As soon as I stepped out of the limo I could hear the ocean, the all-encompassing sound of the long swells heaving against the cliffs less than two hundred metres away. A stiff onshore breeze stirred the acacias and potted palms. The air smelled of salt spray and sea-wrack. Cicadas sounded in the summer gum trees and melaleucas back where the coastal ridge fell away to the west.
The house itself had something of an old-world cast about it. Not Victorian or Gothic, nothing so melodramatic.
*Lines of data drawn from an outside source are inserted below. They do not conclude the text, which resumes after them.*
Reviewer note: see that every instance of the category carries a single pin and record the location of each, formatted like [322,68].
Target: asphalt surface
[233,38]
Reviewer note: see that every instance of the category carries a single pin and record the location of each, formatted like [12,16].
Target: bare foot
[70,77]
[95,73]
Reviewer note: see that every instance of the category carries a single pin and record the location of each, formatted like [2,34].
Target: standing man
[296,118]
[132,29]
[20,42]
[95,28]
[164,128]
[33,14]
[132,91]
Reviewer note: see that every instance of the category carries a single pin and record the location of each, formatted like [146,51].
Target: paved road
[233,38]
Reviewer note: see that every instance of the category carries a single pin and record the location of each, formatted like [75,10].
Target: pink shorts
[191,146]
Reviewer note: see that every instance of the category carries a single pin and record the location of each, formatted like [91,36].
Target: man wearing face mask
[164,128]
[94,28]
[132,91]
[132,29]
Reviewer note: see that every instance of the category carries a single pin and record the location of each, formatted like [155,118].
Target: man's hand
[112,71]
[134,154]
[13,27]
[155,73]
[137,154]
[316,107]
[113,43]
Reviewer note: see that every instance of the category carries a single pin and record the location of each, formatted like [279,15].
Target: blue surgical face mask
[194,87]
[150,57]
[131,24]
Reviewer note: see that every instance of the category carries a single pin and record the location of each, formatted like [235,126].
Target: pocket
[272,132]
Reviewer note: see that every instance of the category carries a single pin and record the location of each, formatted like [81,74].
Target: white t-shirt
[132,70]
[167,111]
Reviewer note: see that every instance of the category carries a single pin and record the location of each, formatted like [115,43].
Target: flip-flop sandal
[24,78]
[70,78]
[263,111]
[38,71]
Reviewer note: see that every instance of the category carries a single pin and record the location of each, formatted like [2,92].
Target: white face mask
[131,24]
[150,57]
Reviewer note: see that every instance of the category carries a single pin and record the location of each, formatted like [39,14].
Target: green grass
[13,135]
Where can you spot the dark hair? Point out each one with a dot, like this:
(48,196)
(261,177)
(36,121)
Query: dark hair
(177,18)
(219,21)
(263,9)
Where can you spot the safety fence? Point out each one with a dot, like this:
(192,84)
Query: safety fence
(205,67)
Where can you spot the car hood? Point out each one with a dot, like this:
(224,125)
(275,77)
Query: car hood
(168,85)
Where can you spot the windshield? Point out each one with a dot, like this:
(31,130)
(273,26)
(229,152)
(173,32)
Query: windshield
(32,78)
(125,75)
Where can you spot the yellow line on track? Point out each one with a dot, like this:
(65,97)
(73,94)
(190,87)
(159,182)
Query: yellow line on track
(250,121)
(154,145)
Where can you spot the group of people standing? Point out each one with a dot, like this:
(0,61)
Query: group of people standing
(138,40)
It was more like a sprawling, modernist, Californian beachside villa from the 1920s set back behind high stucco walls of bleached shell pink; these bordered with acacias and palms, cycads and cacti, all so scrappy in carefully
controlled rustica fashion. It looked forbidding, carefree, and mysterious all at the same time.
I watched the hire car pull away, then pressed the button in the brass plate by the front door. After a ten count, it was answered by a young Eurasian man in the white shirt and dark slacks of service staff.
“Good afternoon, Ms. Reid,” he said, giving his best professional smile. “I am Ronny. Please come in.” He then stepped aside so I could proceed first, no doubt so I could enjoy the quiet spectacle of the approach to the house’s interior.
Inside the front door, I found the spacious alcove of a sand-garden set with eight Pukumani burial poles from the Tiwi Islands. The main hallway was a left turn from that powerful feature with an immediate dogleg to the right. This led along a wide gallery passageway with pale sandstone fascia walls and four spotlit Ainslie Roberts originals, wonderfully in vogue again among collectors after their seventies heyday. That opened onto the main dining and entertaining area, a vast low space with picture windows creating an entire wall of glass facing east. The swells of the Pacific were already in shadow close in to the shore, but the thunderheads of a distant storm out over the ocean were brilliant with late afternoon sunlight, the great banks of cumulonimbus turned to saffron, rose gold, and coral against the looming darkness. It was like a scene from Maxfield Parrish or Michael Parkes by way of Hayao Miyazaki.
I saw that, before those windows, a long dining table was laid for ten, while in the middle of the room, closer to where I now stood, a well-lit space had been cleared by moving armchairs and sofas aside. It was there that a long shrouded form lay atop a trestle table: clearly the evening’s guest of honour.